As per the provisions of the Income Tax Act, as the residential house property has been held by you for more than 24 months, the same shall qualify as a long-term capital asset. Any gains/loss arising from transfer of this property would be chargeable as long-term capital gains/loss (LTCG/LTCL).

Such LTCG/LTCL shall be required to be calculated as per the provisions laid down of the I-T Act, which provides for indexation for the cost of acquisition and improvements, if any, to be reduced from net sales consideration (after providing for any expenses directly related to sales).

Further, as the property was first held by you in 1970, as per the provisions of Section 48 of the I-T Act, the base year for the purpose of indexing cost of acquisition will be 2001.

You shall be required to consider the fair market value of the property as of April 1, 2001, for the purpose of cost indexation. Also, any improvements done on or after April 1, 2001 shall be indexed based on the cost inflation index for the year of improvement and the year of sale.

LTCG arising from the sale of a house property is taxed at 20 per cent (plus surcharge and education cess as applicable). It is also important to note that no deduction under Sections 80C to 80U of the I-T Act can be claimed from LTCG. However, you shall be eligible for the benefit of applicable tax slab rates.

The I-T Act prescribes certain exemptions in the hands of the taxpayer from such LTCG by re-investing the amount of capital gains into specified assets. We have highlighted the exemptions available in your hands:

Section 54: LTCG to be invested in purchase (one year before or within two years from the date of transfer of original asset) or construction (within three years of date of transfer of original asset) of one residential house property in India. The lock-in period for the new house is three years.

Pursuant to the 2019 Budget, effective for AY 2020-21, a taxpayer can make investment in two residential house properties in India. The option of making investment in two residential houses is available only if the amount of LTCG does not exceed ₹2 crore. Further, the benefit of making investments in two residential houses can be claimed only once in a lifetime.

If a taxpayer is unable to re-invest the capital gains in the specified investment before the due date of filing the returns under Section 139(1) of the I-T Act and if the specified time limit for the investment has not expired, he/she may deposit such unutilised capital gains in a capital gains account to claim exemption before furnishing the returns of the income, but not beyond the due date for furnishing the returns of the income.

Section 54EC: LTCG to be re-invested in the purchase of a long-term specified asset within six months from the date of transfer of the original asset.
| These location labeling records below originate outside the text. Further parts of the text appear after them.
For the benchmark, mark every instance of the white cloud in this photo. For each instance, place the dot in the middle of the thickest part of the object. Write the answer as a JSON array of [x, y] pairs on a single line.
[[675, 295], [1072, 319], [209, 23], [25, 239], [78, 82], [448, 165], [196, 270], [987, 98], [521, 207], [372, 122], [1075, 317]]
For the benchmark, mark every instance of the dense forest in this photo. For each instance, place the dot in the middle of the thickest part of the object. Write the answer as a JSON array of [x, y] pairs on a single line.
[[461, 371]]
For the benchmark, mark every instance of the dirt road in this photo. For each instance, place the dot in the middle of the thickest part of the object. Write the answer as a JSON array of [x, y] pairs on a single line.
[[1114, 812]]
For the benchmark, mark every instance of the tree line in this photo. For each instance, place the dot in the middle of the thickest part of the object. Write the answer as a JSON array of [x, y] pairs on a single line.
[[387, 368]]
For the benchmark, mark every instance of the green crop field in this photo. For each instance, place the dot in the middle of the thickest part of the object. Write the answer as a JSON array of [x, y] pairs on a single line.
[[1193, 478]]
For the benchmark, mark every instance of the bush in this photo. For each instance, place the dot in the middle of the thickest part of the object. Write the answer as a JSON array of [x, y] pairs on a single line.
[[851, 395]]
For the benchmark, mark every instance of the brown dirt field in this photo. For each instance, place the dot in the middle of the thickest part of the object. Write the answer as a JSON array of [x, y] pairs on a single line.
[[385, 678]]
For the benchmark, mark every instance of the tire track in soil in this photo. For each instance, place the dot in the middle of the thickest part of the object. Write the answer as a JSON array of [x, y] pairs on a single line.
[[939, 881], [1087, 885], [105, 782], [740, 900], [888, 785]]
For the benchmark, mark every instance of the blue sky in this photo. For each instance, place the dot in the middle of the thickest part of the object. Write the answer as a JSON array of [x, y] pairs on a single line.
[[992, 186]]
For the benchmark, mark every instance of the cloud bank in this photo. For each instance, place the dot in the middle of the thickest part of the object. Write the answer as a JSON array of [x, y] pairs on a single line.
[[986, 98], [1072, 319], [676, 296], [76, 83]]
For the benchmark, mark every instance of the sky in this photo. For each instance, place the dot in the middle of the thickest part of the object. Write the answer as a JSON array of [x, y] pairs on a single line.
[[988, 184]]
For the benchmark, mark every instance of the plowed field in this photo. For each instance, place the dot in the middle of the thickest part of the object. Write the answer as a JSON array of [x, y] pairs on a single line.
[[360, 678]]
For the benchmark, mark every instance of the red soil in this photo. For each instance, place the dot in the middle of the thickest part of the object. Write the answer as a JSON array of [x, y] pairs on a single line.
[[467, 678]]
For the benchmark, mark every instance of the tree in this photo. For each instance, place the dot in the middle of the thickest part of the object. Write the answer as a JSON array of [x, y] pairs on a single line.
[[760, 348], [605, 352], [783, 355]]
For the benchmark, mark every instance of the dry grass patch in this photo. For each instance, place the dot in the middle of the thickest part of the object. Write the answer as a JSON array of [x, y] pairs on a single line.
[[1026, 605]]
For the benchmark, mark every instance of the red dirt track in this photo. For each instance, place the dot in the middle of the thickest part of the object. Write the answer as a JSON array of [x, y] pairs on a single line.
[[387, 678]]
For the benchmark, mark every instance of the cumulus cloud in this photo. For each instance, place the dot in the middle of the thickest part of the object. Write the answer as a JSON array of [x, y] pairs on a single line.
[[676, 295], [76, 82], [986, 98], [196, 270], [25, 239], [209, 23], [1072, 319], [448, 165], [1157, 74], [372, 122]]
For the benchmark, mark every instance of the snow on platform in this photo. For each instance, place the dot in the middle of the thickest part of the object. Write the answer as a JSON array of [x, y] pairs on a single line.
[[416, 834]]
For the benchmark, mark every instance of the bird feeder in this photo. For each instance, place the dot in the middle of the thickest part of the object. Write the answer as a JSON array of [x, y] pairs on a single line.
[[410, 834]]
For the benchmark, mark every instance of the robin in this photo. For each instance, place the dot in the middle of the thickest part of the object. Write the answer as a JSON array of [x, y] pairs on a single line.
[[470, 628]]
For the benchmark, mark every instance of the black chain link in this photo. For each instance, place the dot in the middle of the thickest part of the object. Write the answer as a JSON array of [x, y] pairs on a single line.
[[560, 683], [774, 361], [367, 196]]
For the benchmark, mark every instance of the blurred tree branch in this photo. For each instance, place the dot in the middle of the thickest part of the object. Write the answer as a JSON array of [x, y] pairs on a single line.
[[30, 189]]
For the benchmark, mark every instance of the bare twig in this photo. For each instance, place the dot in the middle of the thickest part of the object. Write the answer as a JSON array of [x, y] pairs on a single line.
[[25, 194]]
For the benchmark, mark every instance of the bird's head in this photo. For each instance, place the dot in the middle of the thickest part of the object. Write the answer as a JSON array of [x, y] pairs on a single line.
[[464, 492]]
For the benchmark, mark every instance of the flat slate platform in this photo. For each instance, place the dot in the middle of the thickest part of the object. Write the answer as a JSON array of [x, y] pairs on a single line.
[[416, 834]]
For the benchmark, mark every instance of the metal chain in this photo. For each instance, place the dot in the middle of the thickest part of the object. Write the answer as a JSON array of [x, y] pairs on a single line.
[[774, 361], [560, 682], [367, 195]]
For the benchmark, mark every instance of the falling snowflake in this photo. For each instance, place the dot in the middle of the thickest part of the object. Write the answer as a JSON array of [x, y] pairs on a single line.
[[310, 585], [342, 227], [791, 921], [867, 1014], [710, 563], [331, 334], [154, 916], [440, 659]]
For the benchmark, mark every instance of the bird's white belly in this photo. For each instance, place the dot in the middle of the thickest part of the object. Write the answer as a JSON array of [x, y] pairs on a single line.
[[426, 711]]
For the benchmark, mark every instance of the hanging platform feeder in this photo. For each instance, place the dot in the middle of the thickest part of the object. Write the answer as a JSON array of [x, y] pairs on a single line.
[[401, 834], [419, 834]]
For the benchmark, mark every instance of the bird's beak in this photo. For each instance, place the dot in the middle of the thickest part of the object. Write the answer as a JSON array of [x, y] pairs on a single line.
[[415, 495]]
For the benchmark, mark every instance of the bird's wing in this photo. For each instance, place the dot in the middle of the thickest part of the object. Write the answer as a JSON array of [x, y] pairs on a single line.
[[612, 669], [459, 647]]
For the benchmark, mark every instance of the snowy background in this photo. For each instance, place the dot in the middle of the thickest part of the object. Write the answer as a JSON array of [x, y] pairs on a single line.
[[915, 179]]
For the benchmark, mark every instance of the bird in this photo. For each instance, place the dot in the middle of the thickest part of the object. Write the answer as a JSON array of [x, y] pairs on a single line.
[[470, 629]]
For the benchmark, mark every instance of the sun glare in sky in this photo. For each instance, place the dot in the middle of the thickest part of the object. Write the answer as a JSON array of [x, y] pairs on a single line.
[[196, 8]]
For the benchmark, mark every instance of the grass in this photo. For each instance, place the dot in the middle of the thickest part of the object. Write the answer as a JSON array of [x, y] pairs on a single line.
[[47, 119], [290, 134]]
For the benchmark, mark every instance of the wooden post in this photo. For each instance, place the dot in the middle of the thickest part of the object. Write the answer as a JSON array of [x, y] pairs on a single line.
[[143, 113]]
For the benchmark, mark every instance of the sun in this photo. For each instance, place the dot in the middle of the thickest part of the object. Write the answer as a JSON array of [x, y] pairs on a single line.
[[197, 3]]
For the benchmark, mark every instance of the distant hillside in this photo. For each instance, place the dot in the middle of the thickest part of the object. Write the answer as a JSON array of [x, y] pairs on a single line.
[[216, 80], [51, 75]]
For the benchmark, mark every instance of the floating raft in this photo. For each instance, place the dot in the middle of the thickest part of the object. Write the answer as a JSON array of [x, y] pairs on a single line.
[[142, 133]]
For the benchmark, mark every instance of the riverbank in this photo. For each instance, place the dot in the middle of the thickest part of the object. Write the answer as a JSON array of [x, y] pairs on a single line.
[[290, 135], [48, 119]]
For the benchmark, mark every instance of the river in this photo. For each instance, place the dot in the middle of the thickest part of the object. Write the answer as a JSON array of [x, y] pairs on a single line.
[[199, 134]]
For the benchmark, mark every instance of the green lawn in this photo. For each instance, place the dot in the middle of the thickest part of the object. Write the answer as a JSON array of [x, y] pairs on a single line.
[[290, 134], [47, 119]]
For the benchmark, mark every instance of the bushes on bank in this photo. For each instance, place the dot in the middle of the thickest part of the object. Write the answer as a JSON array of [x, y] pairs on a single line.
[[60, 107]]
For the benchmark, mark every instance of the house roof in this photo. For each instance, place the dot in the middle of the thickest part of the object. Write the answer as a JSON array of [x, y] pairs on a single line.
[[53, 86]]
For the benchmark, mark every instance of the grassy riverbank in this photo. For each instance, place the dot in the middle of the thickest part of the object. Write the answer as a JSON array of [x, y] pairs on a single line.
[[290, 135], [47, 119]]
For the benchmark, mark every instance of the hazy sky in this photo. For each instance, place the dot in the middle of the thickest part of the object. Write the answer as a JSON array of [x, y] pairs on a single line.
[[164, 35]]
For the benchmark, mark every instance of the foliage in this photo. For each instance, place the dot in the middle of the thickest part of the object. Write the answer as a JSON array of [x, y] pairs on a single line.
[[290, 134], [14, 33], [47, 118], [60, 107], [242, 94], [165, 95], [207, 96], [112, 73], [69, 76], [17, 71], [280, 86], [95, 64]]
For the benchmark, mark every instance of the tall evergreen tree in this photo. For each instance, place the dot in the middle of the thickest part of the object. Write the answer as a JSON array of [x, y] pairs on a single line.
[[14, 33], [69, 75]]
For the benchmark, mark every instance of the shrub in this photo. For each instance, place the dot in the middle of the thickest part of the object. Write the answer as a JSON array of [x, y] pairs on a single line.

Long-term specified assets under this section means any bond, redeemable after five years and issued on or after April 1, 2018, by the National Highways Authority of India, the Rural Electrification Corporation or any other bond notified by the Centre.

The total investment made by the taxpayer in a long-term specified asset should not exceed ₹50 lakh, spread over the year in which the original asset is sold and the next financial year.

Section 54EE: LTCG to be re-invested in purchase of long-term specified assets within six months from the date of such transfer of original assets. Long-term specified assets mean unit(s) of funds notified by the Centre which are issued before April 1, 2019,

The total investment made by the taxpayer in long-term specified assets should not exceed ₹50 lakh in the year in which the original asset is sold and the next financial year. The lock-in period for the new asset is three years.